I'm grasping the concept but am confused over the different terms and suggestions.  For instance, in Clives Tutorial it suggests no added ferts for 2 days before water change but on the Excel dosing calc, it shows ferts added every day.

Then if I understand correctly, there's different chemicals I can get the same nutrients from, for example Nitrate from, either Potassium or Ammonium Nitrate. Does it make any difference which I go for or (as is probably the case) am I completely misunderstanding something?

Adding different powders to the tank for 5 days then resting for 2 days seems simple enough to me, but which powders and in which quantity (even after using a couple of calcs) has sent my brain into meltdown.


If I understand Clives tutorial correctly, I should be looking to add the following each week.
Nitrate (NO3) 20ppm per week.
Potassium (K) 30ppm per week.
Phosphate (PO4) 3ppm per week
Magnesium (Mg) 10ppm per week
Iron (Fe) 0.5ppm per week 

He also suggests to achieve this on a 20  US gallon tank, I would do

Sunday 50% or more Water Change then dose [3/16 teaspoon KNO3] + [1/16 teaspoon KH2PO4] + [½ teaspoon MgSO4]
Monday 1/16 teaspoon CSM+B
Tuesday - [3/16 teaspoon KNO3] + [1/16 teaspoon KH2PO4] + [½ teaspoon MgSO4]
Wednesday - 1/16 teaspoon CSM+B
Thursday - [3/16 teaspoon KNO3] + [1/16 teaspoon KH2PO4] + [½ teaspoon MgSO4]
Friday Rest
Saturday - Rest

190Ltrs works out at around 50 US gallons so in theory, simply adding 2.5 times what he suggests I should be there?

How I would measure 2.5 x 3/16 teaspoon of KN03 is something I will worry about when I work out if I'm thinking correctly 

That seems relatively straight forward but then it gets confusing.
What he's adding Sunday to Thursday doesn't exactly match up with the list above that that I thought I should be adding weekly.   For example, we have CSM+B

To further confuse me  I look at the Excel dosing spreadsheet and it gives doses for every day (no 2 day rest)  and in addition to the above, also includes 
Trace Element Mix
Potassium Sulphate K2S04
Calcium Sulphate
and it also mentions Ammonium.

Finally there's the question of my GH. Is 16.1 German above 3 GH  (is it 16.1 GH) or do I need GH booster

Many many thanks for your time and help

Joe


----------



## Bobtastic (20 Jun 2011)

I must admit that I find all the information on EI very confusing, least of all calculating the correct amounts for my tank specifically.
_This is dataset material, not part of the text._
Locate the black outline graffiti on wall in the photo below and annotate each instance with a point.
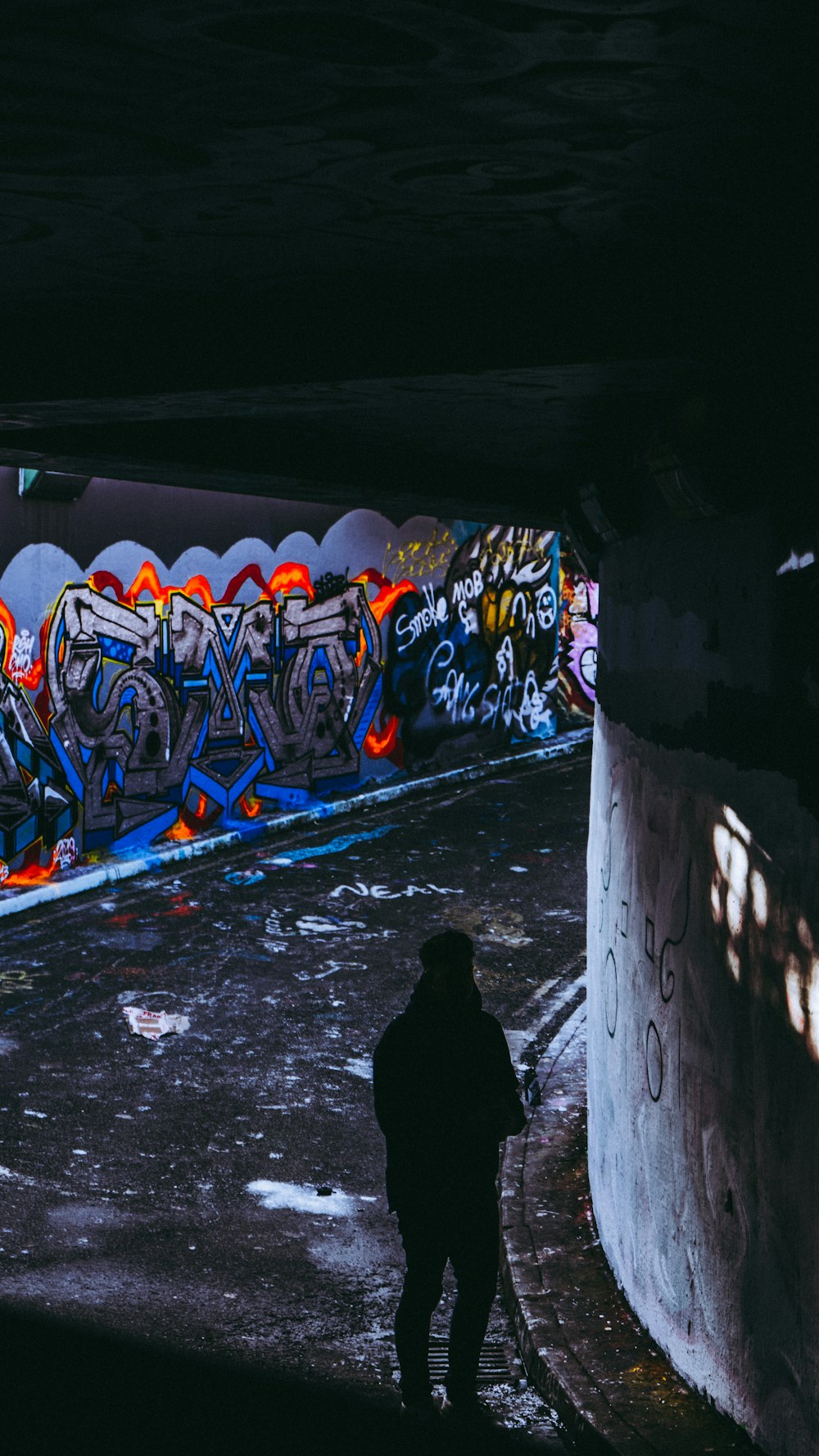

I've taken to using http://www.fluidsensoronline.com/'s online EI Calculator. This basically allows you to put in either your takes volume or the dimensions of your tank and then tells you how much in either "spoons" or grams you have to add of the different salts. It goes on further to tell you how to make a macro mixes solution (and micro for that matter). So that you can does in ml if you prefer.

As I understand the calculator is based on Clive's article, so should work for you. 

I think the difference in the types of salts is to help with availability. Basically there are a few different sources of Nitrogen or Potassium but some are better than others (u get more of what you want for a lower weight), so if you can't get on source of Nitrogen you can use something else, but you may have to use more of the alternative to get the same amount of the required ferts (unfortunately the examples escape me...). I would just stick with the suggested salts as they are easily obtainable from the sponsors. 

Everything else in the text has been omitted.